Valérie-Micaela Bain: Portrait d’une fonceuse

20170215_184520-2Photo: Ambre Sachet

“Les nouvelles, c’est comme un hôpital, ça ne ferme jamais.”

Elle est la voix des images posées sur la remise en liberté de Guy Turcotte, les funérailles de René Angélil et les manifestations étudiantes de 2012.

Avec cette affirmation, Valérie-Micaela Bain pèse ses mots. Même si le travail et l’acharnement figurent parmi ses valeurs, la journaliste croit qu’il s’agit d’une vocation lorsqu’il est impossible d’imaginer faire ce métier sans accepter que le bouton on soit toujours allumé. Cheveux courts, sourire jusqu’aux oreilles et tailleur bleu foncé, Valérie-Micaela Bain semble pourtant tout avoir sous contrôle. La nuance, elle, se trouve dans l’art de choisir ses batailles. Diplômée de Concordia en journalisme en 2003, Mme Bain a choisi les siennes il y a bien longtemps, et celle de cette année est le pan culturel.

Tout est déclenché lorsque la jeune femme pousse la porte des grands médias et se fait en 2006 une place en tant que pigiste à Radio-Canada. Dix ans plus tard, Mme Bain co-gère le pôle culturel et effectue des reportages vidéo pour l’un des plus anciens sites de radiodiffusion au Canada. Pas étonnant qu’elle ait été choisie par Alcôve pour être là en ce 15 février pour une série de discussions intimes avec d’importantes personnalités organisées dans le cadre du Mois de l’histoire des Noirs.

“Je n’ai jamais autant travaillé de toute ma vie, mais ça n’a jamais été aussi gratifiant.”

Consciente de son image et de l’impact que celle-ci peut avoir, la journaliste est pourtant toujours surprise lorsque de jeunes filles lui démontrent leur admiration. En route vers une entrevue, elle ne se dit jamais qu’elle y va en portant son chapeau de femme noire. La jeune femme a toujours su créer des situations et rester fidèle à ses valeurs pour en arriver là où elle est aujourd’hui, une décision à la fois.

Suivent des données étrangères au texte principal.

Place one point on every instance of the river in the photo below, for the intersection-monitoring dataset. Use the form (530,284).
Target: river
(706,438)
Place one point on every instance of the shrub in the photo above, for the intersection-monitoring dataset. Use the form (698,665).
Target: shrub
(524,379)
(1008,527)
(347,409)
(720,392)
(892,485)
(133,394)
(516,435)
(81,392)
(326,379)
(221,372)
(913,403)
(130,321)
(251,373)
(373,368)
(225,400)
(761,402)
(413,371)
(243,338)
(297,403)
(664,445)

La journaliste d’origine haïtienne n’est sans doute pas non plus consciente qu’en affirmant qu’il est important de déconstruire des mythes, elle en met elle-même un à bat, celui qui dit qu’il est impossible d’allier vie professionnelle et personnelle. Mère d’une jeune fille, Valérie-Micaela Bain se plaît à dire qu’elle gère plutôt un déséquilibre. Entre un réveil à 5h du matin, quelques heures de sport, des événements nocturnes, heures supplémentaires et un horaire en dents de scie exigé par un poste de surnuméraire, la reporter n’oublie pas l’essentiel en veillant à partager des moments avec sa fille.

Dopée au prochain défi, Mme Bain saisit en 2006 l’occasion d’aller couvrir l’actualité au Manitoba, où 3 mois se transforment en 6 ans de bouleversement des préjugés face aux prairies canadiennes et à l’apprentissage du métier d’animatrice Télé et de journaliste de terrain. 2008 marque l’année durant laquelle elle couvre le congrès démocrate du Dakota du Nord en présence de Barack Obama et Hillary Clinton.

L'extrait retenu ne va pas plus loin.